Needless to say, this process was exhausting. I felt like the story was starting to belong to the white American reader I’d created in my mind and no longer to me. And this fact wasn’t made any better by some of the actual white American readers who read early drafts and asked why there wasn’t a glossary in the back or why in the world anyone would still be in the closet in 2012. Someone went as far as to suggest recipes in between chapters.

On the seventh draft, I reached a breaking point. I wanted to reclaim this story I’d spent the better part of five years writing—it wasn’t mine anymore. I could barely recognize my voice. Lucky’s stoicism had demanded stripping the purple prose from my writing. After a time, I had embraced my Hemingway-esque aesthetic—surprisingly a natural fit for my own masculine personality. But I’d damaged the book as much as I’d rescued it. In the eighth draft, I de-italicized all the non-English words and added more of them. I took out the explanations of what words like Amma and Appa meant, assuming that readers could figure it out from context. I also decided to embrace the novel’s connection to Indian film tropes, and thus was born my American Bollywood novel.

To achieve this synthesis without giving up my new beloved austerity of style, I decided to structure the book like a common plotline of a Bollywood movie. The story begins with an engagement and ends with a wedding. Lucky’s girlfriend Nisha agrees to an arranged marriage with a man she doesn’t know, and Lucky must figure out how to save her. That’s the trope—the bride belongs to the one who brings her home, as Lucky often recites to herself. But the novel doesn’t blindly accept Indian film conventions. Instead, it actively tries to subvert that tradition at every turn. This is achieved through the revelation that Nisha might not want to be saved. She is given agency, a development not often explored in popular Indian film.

The novel is also a quintessentially American one in that it’s about a hero’s search for self in our social melting pot. But we know “American hero” is a term that’s been reserved mostly for straight white men, so what happens when that label is claimed by someone like Lucky? What happens when her story is made central, and labeled American?

Some readers of the book complain that my male characters don’t enjoy much space on the page. If the gender ratios were reversed, as they are in most American and Indian movies, I’m sure few people would comment. But when women run the story, everyone complains, “What about the husband? I want to know about him!” My decision to give my attention to my women characters is a political statement, challenging the predominant culture that has caused them to only exist as personality-less plot devices instead of fully fleshed out entities for hundreds of years.
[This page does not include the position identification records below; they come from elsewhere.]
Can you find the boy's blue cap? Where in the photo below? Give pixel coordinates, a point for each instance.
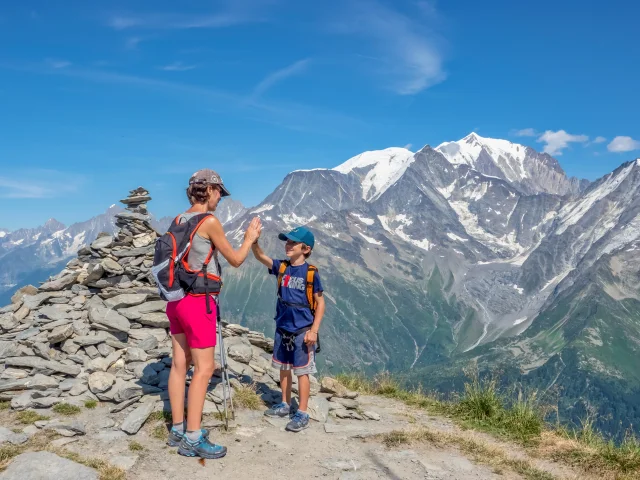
(300, 234)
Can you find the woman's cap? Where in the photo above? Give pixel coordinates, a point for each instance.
(209, 177)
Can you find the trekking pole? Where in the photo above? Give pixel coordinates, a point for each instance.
(226, 385)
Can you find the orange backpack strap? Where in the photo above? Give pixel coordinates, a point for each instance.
(283, 267)
(310, 298)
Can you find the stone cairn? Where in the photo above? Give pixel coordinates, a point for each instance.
(98, 331)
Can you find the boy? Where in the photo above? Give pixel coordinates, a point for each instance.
(297, 321)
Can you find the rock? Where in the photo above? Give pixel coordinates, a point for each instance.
(13, 374)
(78, 389)
(46, 402)
(318, 409)
(111, 266)
(105, 350)
(60, 333)
(136, 355)
(60, 283)
(84, 340)
(68, 383)
(107, 318)
(140, 334)
(101, 381)
(135, 313)
(61, 442)
(22, 401)
(330, 385)
(30, 430)
(149, 343)
(346, 402)
(144, 240)
(136, 419)
(154, 319)
(124, 462)
(95, 273)
(21, 313)
(67, 429)
(27, 290)
(92, 351)
(34, 301)
(102, 242)
(240, 352)
(36, 362)
(125, 300)
(46, 466)
(7, 436)
(348, 414)
(8, 349)
(371, 415)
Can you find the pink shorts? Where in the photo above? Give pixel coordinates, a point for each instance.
(189, 316)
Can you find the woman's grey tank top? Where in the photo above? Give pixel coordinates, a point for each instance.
(200, 249)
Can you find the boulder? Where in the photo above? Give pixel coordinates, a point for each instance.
(101, 381)
(136, 418)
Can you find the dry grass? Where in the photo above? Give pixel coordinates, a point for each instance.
(483, 407)
(245, 396)
(479, 451)
(66, 409)
(27, 417)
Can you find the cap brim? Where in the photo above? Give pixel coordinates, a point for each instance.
(284, 237)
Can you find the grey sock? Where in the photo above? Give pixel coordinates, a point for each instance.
(178, 427)
(194, 436)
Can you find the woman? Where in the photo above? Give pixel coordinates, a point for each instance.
(193, 330)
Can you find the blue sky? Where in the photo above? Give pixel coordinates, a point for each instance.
(97, 98)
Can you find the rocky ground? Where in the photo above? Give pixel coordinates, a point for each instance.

And it’s not just women characters. There are only two white people in my book, and it’s an even split between queer and straight people. I refuse to sideline the characters who look and think as I do.

There’s power in that move, in appropriating labels that people like me have been denied. However, I want to not only appropriate but also to expand definitions. Gloria Anzaldúa asserts in Borderlands/La Frontera that the future belongs to the mestiza—the hybrid. As a Sri Lankan American 1.5 generation immigrant, my hybrid identity cannot be contained by one culture.

The novel in its finished iteration is Bollywood in structure, American in content—a hybrid novel that fuses the best parts of both styles.

__________________________________

* I want to note here that I’m using “Bollywood” here as shorthand for all Indian cinema, but that’s not what it normally means. Technically, “Bollywood” only refers to the Hindi-language film industry, and doesn’t include Tamil, Telugu, or other non-Hindi films. And my usage of Bollywood, it’s important to point out, repeats a history of erasure of South Indian identity and experience. However, in the context of my essay, I’m using “Bollywood” because Western readers understand the term, and further, because in regard to the Indian cultural tropes I’m talking about, almost all Indian cinema, regardless of language, employs similar sets of gender tropes.